Ce petit livre illustré d’émouvantes photographies constitue donc un beau recueil de « vies minuscules », où l’on découvre des femmes dont on ne saurait, la plupart du temps, presque plus rien, si leur route n’avait pas croisé celle du « contemporain capital ».

Un éditeur méconnu de Gide : Richard Heyd

Or c’est là l’une des principales vertus des récentes publications gidiennes, et en particulier des travaux philologiques qui nous font découvrir ses lettres. On y découvre, outre des aspects souvent insoupçonnés du grand homme, des figures qui furent influentes dans la vie littéraire et culturelle du temps, mais qui ne furent peut-être pas suffisamment saillantes pour que, avec l’éloignement, on les distingue encore nettement.

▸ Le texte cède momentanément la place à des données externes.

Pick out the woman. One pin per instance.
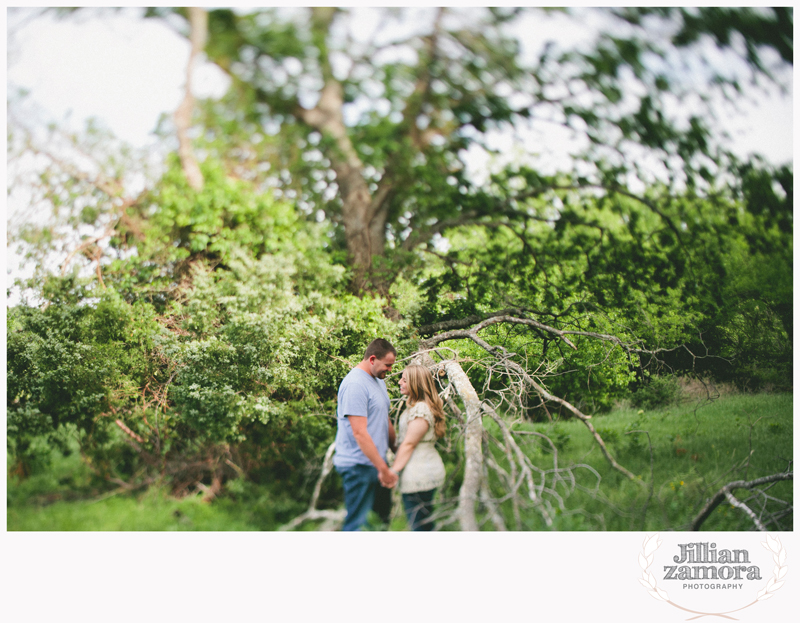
(417, 463)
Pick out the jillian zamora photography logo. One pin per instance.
(719, 576)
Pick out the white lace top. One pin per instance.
(425, 469)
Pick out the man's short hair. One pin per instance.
(380, 348)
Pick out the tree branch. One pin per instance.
(198, 21)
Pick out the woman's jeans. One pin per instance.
(359, 482)
(419, 508)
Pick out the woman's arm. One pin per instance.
(414, 433)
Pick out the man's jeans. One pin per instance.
(359, 482)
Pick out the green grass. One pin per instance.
(695, 451)
(152, 511)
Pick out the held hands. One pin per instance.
(388, 478)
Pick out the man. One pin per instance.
(364, 432)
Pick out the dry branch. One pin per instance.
(198, 21)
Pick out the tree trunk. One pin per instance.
(198, 21)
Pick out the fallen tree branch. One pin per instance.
(727, 490)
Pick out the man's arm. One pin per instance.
(359, 425)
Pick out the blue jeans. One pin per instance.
(359, 482)
(419, 508)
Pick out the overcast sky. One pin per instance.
(127, 72)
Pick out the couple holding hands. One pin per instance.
(365, 432)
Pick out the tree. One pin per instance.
(546, 271)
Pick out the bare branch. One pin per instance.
(198, 20)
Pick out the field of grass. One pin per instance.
(694, 449)
(682, 454)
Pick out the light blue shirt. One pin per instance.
(361, 394)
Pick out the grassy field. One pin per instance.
(695, 448)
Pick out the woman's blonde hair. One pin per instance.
(421, 386)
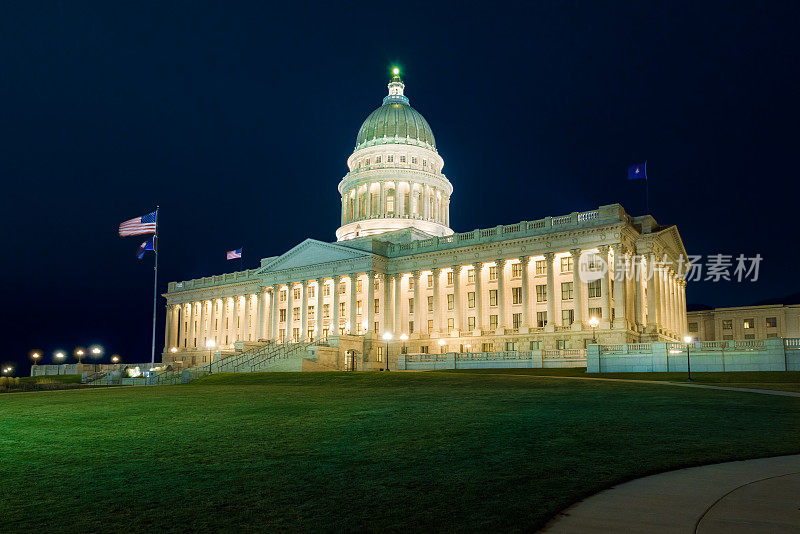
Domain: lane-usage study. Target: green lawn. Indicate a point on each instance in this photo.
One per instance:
(358, 451)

C’est le cas, en particulier, de Richard Heyd, dont la correspondance avec Gide vient de paraître, éditée par Pierre Masson et Peter Schnyder, dans l’élégante série des « Inédits de la collection des Treilles », chez Gallimard. Né en 1910, devenu, vers ses 20 ans, un admirateur fétichiste de Gide – à qui il envoie ses premières lettres pour lui demander des dédicaces et des tirages hors-commerce de ses œuvres –, il sera surtout, dans les années 1940, l’éditeur suisse de l’écrivain aux éditions Ides et Calendes. La maison neuchâteloise publiera dix livres de Gide, dont Jeunesse (1945, illustré par Matisse), Le Retour (1946, livret inachevé d’un projet d’opéra-comique conçu de concert avec le compositeur Raymond Bonheur), Thésée (1947), le Théâtre complet (en 8 volumes, 1947-1949 – or on sait que, peu reconnu en tant que dramaturge, Gide avait pourtant « un faible pour ses [propres] pièces », pour reprendre les mots de Heyd lui-même) ou encore Et nunc manet in te (1951). Cette concurrence suisse, comme il se doit, ne plaira guère à Gaston Gallimard – de là toutes sortes d’imbroglios, aggravés par certaines maladresses de Gide…

Malgré les quarante ans qui les séparent, et même si Gide a déjà 60 ans passés quand Heyd lui envoie ses premières lettres, cette correspondance est pleine d’affection, Heyd n’hésitant pas, à partir de mai 1948, à adresser ses lettres à son « cher Bypeed » (surnom « inventé par Copeau » sous la forme de « Bipède », puis « anglicisé » par l’entourage de Gide). Gide, de son côté, se montre plein de sollicitude pour son « cher ami Richard » (« Consterné par les nouvelles, si peu rassurantes, de votre santé », 9 février 1949) et n’hésite pas à se plaindre (sans lamentations excessives toutefois) de son propre état :

« Du moins je voudrais ne vous écrire que des choses agréables et réconfortantes sur tous les autres plans, puisque sur celui de la santé les nouvelles sont si peu satisfaisantes. […] J’ai du mal à former mes lettres : forte crise cardiaque ses jours derniers » (20 février 1949).

Ce qui inspire à Heyd ce commentaire étonnant, eu égard au fait qu’il est encore trentenaire, alors que son correspondant sera bientôt octogénaire :

« Votre état de santé et le mien continuent à se faire écho. Est-ce par sympathie que parallèlement à vous je viens de passer par une crise aiguë de huit jours ? » (28 février 1949)

Bref, il faut lire ces deux livres si l’on veut se représenter avec précision ce que pouvait être la vie personnelle et publique d’un « grand écrivain » du premier vingtième siècle.